I don’t usually like Web IDEs, but I have to say you’ve done a great job on the Spark Cloud one!

However, one thing that makes me nervous is that there is no source control: if I change my app and bork it up there isn’t a way for me to get back to the last version that was working.

Any plans to back the Web IDE apps with git (or similar)?

Perhaps every successful verify, and/or save, could be made into a commit behind the scens, perhaps optionally prompting for a commit message. That would let you add a ‘revert to’ option to the IDE. I’d be happy with an optional explicit commit feature if putting into verify and/or save is too cumbersome for people who don’t care about source control.

For bonus points I’d love to be able to get to this git repo directly, so I could keep a local copy. That would let me make backups though my usual machine backup procedures. Being able to push directly would also be very handy: I could update the sketch locally, push the change to the repo, then go into the Web IDE to do the verify and flash steps.

3 Likes

I really like this idea, maybe even just have a way to download the WebIDE project to the machine you are working on and have that folder be your local GIT repo until it can be connected directly to GIT with the WebIDE?

If I didn’t know any better, I would think the way they are going to allow linking to external libraries will be through saved URLs, which could easily be a raw file link at a github repo.

Hopefully if that’s the case, it’s extended to the application.cpp file as well, to allow us to link that file externally.

Then we are just a few steps away from hooking up the web IDE (aka Sparkulator) to our Github repo.
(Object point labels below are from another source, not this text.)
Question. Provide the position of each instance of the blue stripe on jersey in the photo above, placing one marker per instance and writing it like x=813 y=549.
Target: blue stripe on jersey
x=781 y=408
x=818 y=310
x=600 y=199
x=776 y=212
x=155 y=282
Even without the direct control of Github from the Sparkulator, it wouldn’t be too bad to initially code locally, push to github, then refresh your Sparkulator page to pull changes into the editor, then build/flash.

1 Like

I would apprieciate that as well.

BTW -is the Web IDE open-source? I looked at github but didn’t find it.
The best way would be to allow to link your github account and work on the files synchronizink with some of your repo on demand.

any word if this feature will be supported anytime soon?